Als besonders unangenehm empfinde ich den Katheter nicht. Tagsüber kann man
ihn mit einem Ventil blockieren. Nachts ist Durchschlafen angesagt.
Jetzt, Ende Oktober 2019, geht es mir recht gut.
Die Ruhepausen werden länger. Belastungen über 200 Watt auf dem Ergometer
fallen schwer. Ein e-Bike mußte her.
An das gelegentliche starke Schwitzen habe ich mich gewöhnt. Der kommende Winter
wird mir helfen. Im Haushalt bin ich noch nützlich (naja, vielleicht habe ich diese
Meinung exklusiv)
Wie kann es weitergehen?
Auf jeden Fall keine Chemo und auch kein Xofigo. Vielleicht gibt es noch
positive Meldungen von Apalutamid (Erleada), bisher noch nicht für
metastasierende Krebse freigegeben.
PSMA-Lutetium 177 würde ich versuchen.
Und wenn es wirklich scheußlich werden sollte, habe ich auch eine Lösung.
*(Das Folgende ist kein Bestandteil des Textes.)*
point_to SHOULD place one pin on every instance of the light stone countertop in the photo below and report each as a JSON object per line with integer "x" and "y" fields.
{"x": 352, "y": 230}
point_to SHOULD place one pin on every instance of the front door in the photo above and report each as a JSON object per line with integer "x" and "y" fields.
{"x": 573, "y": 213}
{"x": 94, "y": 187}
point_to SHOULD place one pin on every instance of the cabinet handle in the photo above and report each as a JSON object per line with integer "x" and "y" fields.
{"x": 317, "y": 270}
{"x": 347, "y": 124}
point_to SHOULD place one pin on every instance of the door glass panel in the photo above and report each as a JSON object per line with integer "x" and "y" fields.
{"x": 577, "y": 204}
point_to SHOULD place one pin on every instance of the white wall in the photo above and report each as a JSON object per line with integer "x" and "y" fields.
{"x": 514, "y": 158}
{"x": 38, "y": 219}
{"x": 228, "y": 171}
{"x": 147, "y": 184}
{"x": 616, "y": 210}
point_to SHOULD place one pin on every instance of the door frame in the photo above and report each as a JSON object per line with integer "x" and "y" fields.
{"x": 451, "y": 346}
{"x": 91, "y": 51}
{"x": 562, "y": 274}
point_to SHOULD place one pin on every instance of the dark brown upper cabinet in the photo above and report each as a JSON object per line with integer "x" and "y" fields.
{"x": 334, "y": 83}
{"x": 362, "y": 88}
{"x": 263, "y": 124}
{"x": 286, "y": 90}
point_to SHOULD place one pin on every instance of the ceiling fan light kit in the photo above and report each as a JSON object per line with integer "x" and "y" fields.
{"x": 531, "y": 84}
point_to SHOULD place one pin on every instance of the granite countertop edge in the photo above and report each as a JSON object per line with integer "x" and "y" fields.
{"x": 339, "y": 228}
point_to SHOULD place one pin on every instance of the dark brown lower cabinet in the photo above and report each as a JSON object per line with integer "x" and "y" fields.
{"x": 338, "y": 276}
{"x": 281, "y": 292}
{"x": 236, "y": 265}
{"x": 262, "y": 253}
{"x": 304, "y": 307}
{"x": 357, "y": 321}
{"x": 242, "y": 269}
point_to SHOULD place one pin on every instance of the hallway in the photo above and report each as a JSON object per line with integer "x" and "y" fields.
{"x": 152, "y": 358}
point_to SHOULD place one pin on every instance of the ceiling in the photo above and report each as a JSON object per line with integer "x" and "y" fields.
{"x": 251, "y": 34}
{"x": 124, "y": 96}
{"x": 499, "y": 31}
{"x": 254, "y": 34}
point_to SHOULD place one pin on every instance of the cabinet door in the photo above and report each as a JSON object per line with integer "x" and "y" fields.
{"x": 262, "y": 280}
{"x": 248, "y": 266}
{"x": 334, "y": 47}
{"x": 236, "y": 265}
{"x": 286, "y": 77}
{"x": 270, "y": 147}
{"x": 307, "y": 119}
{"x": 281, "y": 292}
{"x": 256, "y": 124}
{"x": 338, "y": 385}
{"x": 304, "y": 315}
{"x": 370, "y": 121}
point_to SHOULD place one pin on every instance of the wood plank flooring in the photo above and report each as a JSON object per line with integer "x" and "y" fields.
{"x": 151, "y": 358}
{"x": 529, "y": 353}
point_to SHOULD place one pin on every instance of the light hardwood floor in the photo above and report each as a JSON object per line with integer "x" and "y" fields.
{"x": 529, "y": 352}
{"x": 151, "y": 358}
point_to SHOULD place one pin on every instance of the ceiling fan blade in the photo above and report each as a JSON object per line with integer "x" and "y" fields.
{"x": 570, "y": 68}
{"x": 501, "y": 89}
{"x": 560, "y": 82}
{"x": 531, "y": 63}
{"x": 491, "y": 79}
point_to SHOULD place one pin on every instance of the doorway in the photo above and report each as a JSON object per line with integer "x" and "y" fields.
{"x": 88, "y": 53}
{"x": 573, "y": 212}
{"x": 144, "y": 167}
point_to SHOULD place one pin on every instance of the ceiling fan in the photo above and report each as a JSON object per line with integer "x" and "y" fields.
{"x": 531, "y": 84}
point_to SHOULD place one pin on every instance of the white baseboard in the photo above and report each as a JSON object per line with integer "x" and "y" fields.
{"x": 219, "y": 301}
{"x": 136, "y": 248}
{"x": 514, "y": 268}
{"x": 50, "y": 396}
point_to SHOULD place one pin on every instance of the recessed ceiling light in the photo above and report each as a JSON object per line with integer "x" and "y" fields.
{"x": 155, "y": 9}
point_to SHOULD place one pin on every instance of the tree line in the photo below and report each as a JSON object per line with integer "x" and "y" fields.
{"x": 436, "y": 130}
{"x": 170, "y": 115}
Aber bis dahin, volle Konzentration auf die Familie und das gute Leben.
Die Familie ist abgesichert. Immerfort ans Sterben zu denken macht keinen Sinn.
Irgendwann kommt jeder an die Reihe. Vielleicht kommt noch der 80igste Geburtstag.
Allen Leidensgenossen wünsche ich viel Mut und Freude am Leben.